- Born: Alyona Viktorivna Mykolaychuk 18 January 1991 (age 35) Zhytomyr, Ukraine
- Genres: Pop
- Occupations: singer; model;
- Instrument: Vocals

= Angela (singer) =

Alyona Viktorivna Mykolaychuk (born January 18, 1991, in Zhytomyr), known under the stage name Angela, is a Ukrainian singer and model. She has won beauty contests, including Ms Top Ukraine 2023.

== Biography ==
She was born on January 18, 1991, in Zhytomyr.
She graduated from the music school in Zhytomyr, majoring in piano and accordion. She is a graduate of the "Sonechko" school of choreographic art. She studied at the English-oriented gymnasium No. 3. In 2008, she entered the Zhytomyr State Technological University, Faculty of Finance and Credit. In 2012, she graduated from the university and moved to Kyiv. In 2014, she graduated from the Taras Shevchenko National University of Kyiv.

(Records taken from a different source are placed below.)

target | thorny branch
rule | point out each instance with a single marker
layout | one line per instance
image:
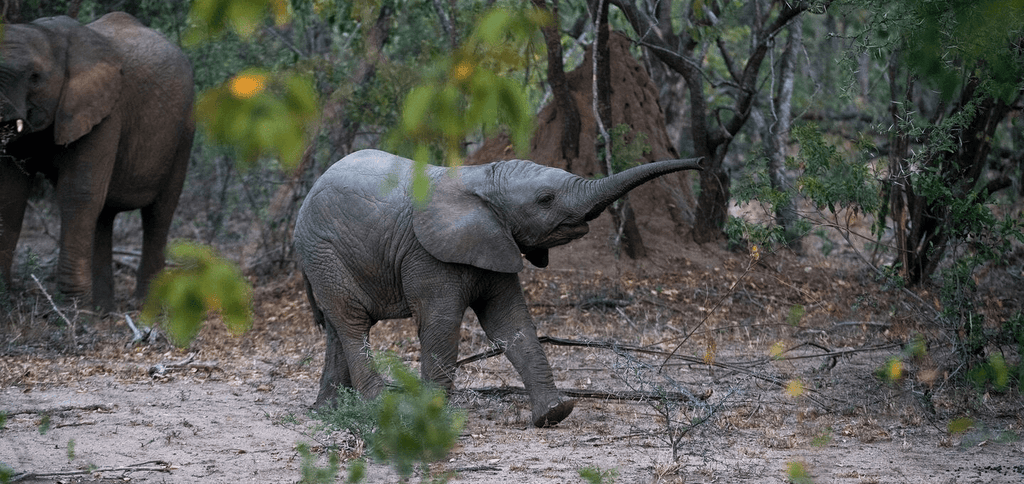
(150, 466)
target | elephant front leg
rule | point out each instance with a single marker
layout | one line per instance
(102, 262)
(439, 322)
(507, 322)
(13, 199)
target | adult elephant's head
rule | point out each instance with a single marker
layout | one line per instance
(487, 215)
(56, 73)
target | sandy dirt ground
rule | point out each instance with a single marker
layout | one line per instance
(235, 408)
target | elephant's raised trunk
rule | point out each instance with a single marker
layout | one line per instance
(598, 194)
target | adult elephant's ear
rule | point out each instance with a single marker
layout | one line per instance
(456, 225)
(92, 82)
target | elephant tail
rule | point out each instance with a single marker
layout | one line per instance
(317, 313)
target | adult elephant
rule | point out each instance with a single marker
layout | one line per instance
(103, 111)
(369, 252)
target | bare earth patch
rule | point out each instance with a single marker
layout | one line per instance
(233, 408)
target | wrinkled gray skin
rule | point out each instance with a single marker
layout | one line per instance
(369, 253)
(104, 112)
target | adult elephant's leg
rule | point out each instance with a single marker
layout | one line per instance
(507, 322)
(102, 261)
(157, 220)
(83, 177)
(13, 199)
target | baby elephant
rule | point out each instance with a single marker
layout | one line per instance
(370, 252)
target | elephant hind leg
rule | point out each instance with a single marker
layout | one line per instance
(347, 362)
(335, 365)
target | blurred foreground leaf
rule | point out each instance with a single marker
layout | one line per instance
(260, 114)
(471, 88)
(199, 282)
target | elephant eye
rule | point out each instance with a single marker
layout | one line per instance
(546, 200)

In 2016, she released her debut track "I'll Be There". She first appeared on the catwalk as a singing model, styled as an angel in white. This inspired her stage name of Angela, and after a while the concert show "Angela Show" appeared.

The singer has since released several singles, the most popular of them: "Your Eyes", ‘Let Go’, "In the Original", "Cold City", "Call Me Back", "In love" and "Don't offend me".

She has also done volunteer and philanthropic work.

== Singles ==
- I'll be there for you (2016)
- I don't know (2016)
- I'm not for you (2017)
- Angel (2018)
- No one can (2019)
- The only one (2019)
- Tones like ice (2019)
- Your eyes (2019)
- Let go (2023)
- In the original (2023)
- New Year (2023)
- Cold City (2024)
- Chimes (2024)

== Awards and prizes ==
Laureate of Ukrainian orders and awards:
- Order "For Civil Valor"

== Personal life ==
Angela is in a relationship with Ozan Su. She has two sons.